As for non-ingredient stuff, I am very happy to say that you most definitely do not need a stand mixer or hand mixer or any other fancy type of mixer for this. You need one fork and one silicone spatula (ideal) or wooden spoon (not ideal but fine) or, what the hell, a clean, unused, and unscented orthopedic shoe insert, I mean I am not eating this cornbread, it doesn't particularly matter to me how you go about putting it together. You need two bowls, one genuinely large and the other maybe not as large. And you need, if you had not figured it out, a baking pan. I strongly recommend that this be a 9-inch-diameter, 2-inch-depth round cake pan of the sort they sell in the cake-mix aisle at every normal supermarket; if you can't find one of those, then something close to it in dimensions, or else I really do not know how your cornbread will turn out. Happily, many normal-sized oven-proof skillets are close to those dimensions. You can probably use one of those if you can't find a cake pan. Naturally you will need a functioning oven.

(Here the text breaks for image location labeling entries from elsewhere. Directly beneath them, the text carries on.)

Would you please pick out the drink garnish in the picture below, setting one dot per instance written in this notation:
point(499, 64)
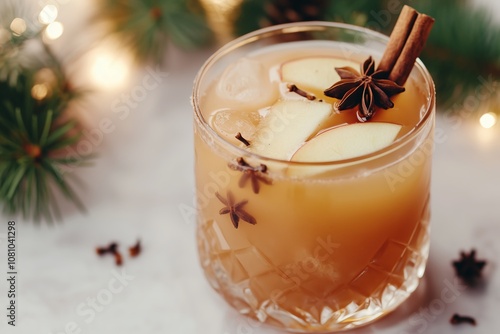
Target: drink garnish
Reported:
point(235, 210)
point(254, 174)
point(293, 88)
point(374, 87)
point(468, 268)
point(369, 89)
point(240, 137)
point(112, 249)
point(457, 319)
point(136, 249)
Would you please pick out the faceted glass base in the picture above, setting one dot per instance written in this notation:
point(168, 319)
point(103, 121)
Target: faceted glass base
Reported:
point(256, 287)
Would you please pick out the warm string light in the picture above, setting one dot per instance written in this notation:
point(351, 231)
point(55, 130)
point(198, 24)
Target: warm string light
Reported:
point(488, 120)
point(18, 26)
point(54, 30)
point(110, 69)
point(48, 14)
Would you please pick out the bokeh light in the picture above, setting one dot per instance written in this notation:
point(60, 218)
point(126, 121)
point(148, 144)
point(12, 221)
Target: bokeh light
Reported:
point(18, 26)
point(488, 120)
point(110, 69)
point(48, 14)
point(54, 30)
point(39, 91)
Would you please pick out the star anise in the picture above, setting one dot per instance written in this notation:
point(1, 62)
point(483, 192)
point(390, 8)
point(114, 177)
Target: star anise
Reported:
point(254, 174)
point(468, 268)
point(458, 319)
point(235, 210)
point(369, 89)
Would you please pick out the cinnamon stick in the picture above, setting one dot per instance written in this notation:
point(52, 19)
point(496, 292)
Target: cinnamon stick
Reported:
point(399, 35)
point(406, 42)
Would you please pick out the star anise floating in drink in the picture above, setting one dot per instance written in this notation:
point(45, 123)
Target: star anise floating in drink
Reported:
point(468, 268)
point(256, 175)
point(235, 209)
point(458, 319)
point(369, 89)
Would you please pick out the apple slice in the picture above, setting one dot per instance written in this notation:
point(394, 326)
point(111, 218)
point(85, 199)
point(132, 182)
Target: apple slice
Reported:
point(287, 126)
point(347, 141)
point(317, 73)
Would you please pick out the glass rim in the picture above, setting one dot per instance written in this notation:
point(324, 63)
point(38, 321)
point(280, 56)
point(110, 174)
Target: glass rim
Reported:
point(306, 27)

Can we cook already? Let's cook.

The cooking part is very straightforward. Preheat your oven to 400 degrees. Also, grease that baking pan.

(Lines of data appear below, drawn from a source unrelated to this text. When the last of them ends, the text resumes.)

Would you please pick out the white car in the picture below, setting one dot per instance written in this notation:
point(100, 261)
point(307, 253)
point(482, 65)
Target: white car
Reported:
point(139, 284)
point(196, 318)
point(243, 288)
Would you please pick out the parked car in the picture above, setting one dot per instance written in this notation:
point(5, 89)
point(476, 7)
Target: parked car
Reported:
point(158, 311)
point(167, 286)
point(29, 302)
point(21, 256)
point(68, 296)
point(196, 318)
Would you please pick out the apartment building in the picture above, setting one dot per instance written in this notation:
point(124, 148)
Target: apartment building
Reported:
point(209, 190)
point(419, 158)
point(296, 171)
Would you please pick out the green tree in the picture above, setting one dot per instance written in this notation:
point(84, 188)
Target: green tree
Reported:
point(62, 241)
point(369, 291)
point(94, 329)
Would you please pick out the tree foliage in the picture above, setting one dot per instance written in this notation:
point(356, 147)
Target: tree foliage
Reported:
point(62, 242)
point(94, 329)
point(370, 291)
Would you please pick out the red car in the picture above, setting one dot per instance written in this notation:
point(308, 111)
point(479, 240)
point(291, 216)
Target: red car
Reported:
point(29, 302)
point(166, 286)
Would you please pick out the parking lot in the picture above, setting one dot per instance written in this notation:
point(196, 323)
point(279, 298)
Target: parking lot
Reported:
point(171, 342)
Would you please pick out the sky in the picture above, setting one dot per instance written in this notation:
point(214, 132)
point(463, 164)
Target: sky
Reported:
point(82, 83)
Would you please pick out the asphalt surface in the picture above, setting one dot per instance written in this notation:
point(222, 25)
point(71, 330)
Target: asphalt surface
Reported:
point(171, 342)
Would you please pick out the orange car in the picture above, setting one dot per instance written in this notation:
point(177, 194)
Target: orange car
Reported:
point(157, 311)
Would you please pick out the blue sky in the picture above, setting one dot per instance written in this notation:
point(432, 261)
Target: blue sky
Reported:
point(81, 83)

You have the two bowls, yes? The large one and the not-as-large one. (They can also be two large ones. I can't really think of a circumstance in which a bowl can be too large for a baking project, unless it's too big to fit in the same building as the oven. Where would you even get such a bowl? Why would you? Why did you do that???) In the large bowl, combine all the dry ingredients. Stir them together with the fork so that they're all evenly mixed together. In the other bowl, combine the wet ingredients. Doing the dry ingredients first was smart; now you can use the same fork to beat the wet ingredients together until they're fully mixed without worrying that the fork is wet now and will make a bad instrument for combining the dry ingredients. Good job.

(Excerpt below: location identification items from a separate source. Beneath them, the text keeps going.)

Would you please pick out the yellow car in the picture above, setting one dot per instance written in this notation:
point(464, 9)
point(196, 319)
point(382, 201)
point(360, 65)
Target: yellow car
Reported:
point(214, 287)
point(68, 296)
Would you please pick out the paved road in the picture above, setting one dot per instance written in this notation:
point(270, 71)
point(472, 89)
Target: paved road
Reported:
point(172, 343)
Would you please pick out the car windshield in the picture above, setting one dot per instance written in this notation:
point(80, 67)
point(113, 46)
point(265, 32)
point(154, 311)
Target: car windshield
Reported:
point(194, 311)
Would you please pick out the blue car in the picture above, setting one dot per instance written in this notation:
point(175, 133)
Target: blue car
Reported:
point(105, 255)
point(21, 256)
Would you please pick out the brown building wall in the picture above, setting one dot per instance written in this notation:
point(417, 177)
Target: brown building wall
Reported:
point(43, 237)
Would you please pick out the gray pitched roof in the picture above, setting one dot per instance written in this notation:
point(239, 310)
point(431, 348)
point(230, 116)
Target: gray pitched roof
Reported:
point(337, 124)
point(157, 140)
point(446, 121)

Now, dump the wet-ingredient mixture into the bowl with the dry-ingredient mixture. Using the flexible spatula or wooden spoon, gently fold this stuff together just until you have an even mixture and there are no hidden pockets of dry stuff anywhere, and absolutely not any more than that. The reason is that the more you agitate this stuff, the more the gluten in the flour will develop, giving you a chewier, more breadlike end product. Yes, it is called cornbread, and the whole reason to include the flour was that it helps the cornbread hang together better—but c'mon, you are not making a turkey club sandwich with this stuff. It's fine for cornbread to hang together a little bit, so that you can handle it without it instantaneously flying apart at a molecular level; it is not fine for cornbread to be chewy like a baguette.

Is the oven hot yet? Great. Scoop the somewhere-between-dough-and-batter into the greased baking pan, slide the baking pan into the hot oven, close the oven, and set a timer for 25 minutes. That was it. That was all the cooking.

Time is funny. Twenty minutes is no time at all when 20 minutes from now you must host a live webinar for clients, in which you alone will train them to use the geographic information system software module that, whoops, ha ha, turns out you forgot to so much as install on your laptop at any point during the six months you were expected to completely master it, and 21.5 minutes from now you will probably be looking for a new job. But 20 minutes is a lifetime when, five minutes after you slide that pan into the oven, the smell of baking cornbread fills your kitchen, and you must sit on your hands at the farthest corner of your home to keep yourself from doing a head-first baseball slide into your 400-degree oven to wear that nascent cornbread like a goddamn hat. Resist! Wear an N95 mask to take the edge off the aromas! You can do it!

Eons later, a thousand billion lifetimes of the universe later, the 25-minute timer will go off. Now you may extract the cornbread from the oven (with oven mitts! I should have told you you'd need oven mitts!) put a clean kitchen towel over it, and set yet another timer, for 10 horrible, horrible minutes. I promise this is the last timer.

Later you can pair the cornbread with chili, barbecue, honey, or whatever. In the meantime, cut out a hunk while it's still hot, spread some of that room-temperature butter on top, and fire it dow—

Wow. The whole pan. Holy smokes. You didn't even chew. I can't look at you right now.